The integration of existing services with Logstash is very simple because it can listen on existing log file changes for the new events with only minimal changes in your logging configuration. It parses logs in textual form and has preconfigured support for some of the popular log formats, such as Apache/NGINX access logs. Logstash can be complemented with Beats. Beats are log shippers compatible with Logstash input protocols that can collect not only raw log data from files (Filebeat) but also various system metrics (Metricbeat) and even audit user activities on hosts (Auditbeat).

The other solution that seems to fill some of Logstash gaps is Fluentd. It is an alternative log collection daemon that can be used interchangeably with Logstash in the mentioned log monitoring stack. It also has an option to listen and parse log events directly in log files, so integration requires only a little effort. In contrast to Logstash, it handles reloads very well and even does not need to be signaled if log files were rotated. Anyway, the most advantage comes from using one of its alternative log collection options that will require some substantial changes to logging configuration in your application.

Fluentd really treats logs as event streams (as recommended by the Twelve-Factor App). The file-based integration is still possible but it is only kind of backward compatible for legacy applications that treat logs mainly as files. Every log entry is an event and it should be structured. Fluentd can parse textual logs and has multiple plugin options to handle, including the following:

  • Common formats (Apache, NGINX, and syslog)

  • Arbitrary formats specified using regular expressions or handled with custom parsing plugins

  • Generic formats for structured messages such as JSON

The best event format for Fluentd is JSON because it adds the least amount of overhead. Messages in JSON can also be passed almost without any change to the backing service such as Elasticsearch or the database.

The other very useful feature of Fluentd is the ability to pass event streams using transports other than a log file written to the disk. The following are the most notable built-in input plugins:

  • in_udp: With this plugin, every log event is sent as UDP packets.

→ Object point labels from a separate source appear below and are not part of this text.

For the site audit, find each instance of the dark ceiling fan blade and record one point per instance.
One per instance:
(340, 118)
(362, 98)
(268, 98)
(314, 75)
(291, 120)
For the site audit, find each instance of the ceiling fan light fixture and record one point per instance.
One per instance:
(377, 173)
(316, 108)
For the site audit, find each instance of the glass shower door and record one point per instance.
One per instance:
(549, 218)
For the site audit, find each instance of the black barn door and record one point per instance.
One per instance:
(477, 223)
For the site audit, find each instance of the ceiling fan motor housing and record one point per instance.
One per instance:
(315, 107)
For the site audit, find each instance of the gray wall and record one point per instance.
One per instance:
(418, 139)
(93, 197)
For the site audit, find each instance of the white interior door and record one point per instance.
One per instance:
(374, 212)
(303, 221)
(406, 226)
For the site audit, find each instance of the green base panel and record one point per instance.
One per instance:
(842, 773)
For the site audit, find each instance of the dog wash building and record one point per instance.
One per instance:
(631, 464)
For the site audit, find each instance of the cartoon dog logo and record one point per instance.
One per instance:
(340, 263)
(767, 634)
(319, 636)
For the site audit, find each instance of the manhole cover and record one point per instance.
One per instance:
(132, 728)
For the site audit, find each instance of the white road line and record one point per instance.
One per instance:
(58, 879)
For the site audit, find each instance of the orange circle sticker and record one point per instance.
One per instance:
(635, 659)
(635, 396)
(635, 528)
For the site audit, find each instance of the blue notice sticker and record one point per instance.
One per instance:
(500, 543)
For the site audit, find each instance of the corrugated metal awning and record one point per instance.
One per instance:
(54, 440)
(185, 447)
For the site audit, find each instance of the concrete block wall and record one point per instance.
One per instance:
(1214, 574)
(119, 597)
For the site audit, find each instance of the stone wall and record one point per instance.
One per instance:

  • in_tcp: With this plugin, events are sent through TCP connection.

  • in_unix: With this plugin, events are sent through a Unix domain socket (named socket).

  • in_http: With this plugin, events are sent as HTTP POST requests.

  • in_exec: With this plugin, Fluentd process executes an external command periodically to pull events in the JSON or MessagePack format.

  • in_tail: With this plugin, Fluentd process listens for an event in a textual file.

Alternative transports for log events may be especially useful in situations where you need to deal with poor I/O performance of machine storage. It is very often on cloud computing services that the default disk storage has a very low number of Input Output Operations Per Second (IOPS) and you need to pay a lot of money for better disk performance.

If your application outputs a large amount of log messages, you can easily saturate your I/O capabilities, even if the data size is not very high. With alternate transports, you can use your hardware more efficiently because you leave the responsibility of data buffering only to a single process-log collector. When configured to buffer messages in memory instead of disk, you can even completely get rid of disk writes for logs, although this may greatly reduce the consistency guarantees of collected logs.

Using different transports seems to be slightly against the 11 th rule of the Twelve-Factor App methodology. Treating logs as event streams when explained in detail suggests that the application should always log only through a single standard output stream (stdout). It is still possible to use alternate transports without breaking this rule. Writing to stdout does not necessarily mean that this stream must be written to file.

You can leave your application logging that way and wrap it with an external process that will capture this stream and pass it directly to Logstash or Fluentd without engaging the filesystem. This is an advanced pattern that may not be suitable for every project. It has the obvious disadvantage of higher complexity, so you need to consider for yourself whether it is really worth doing.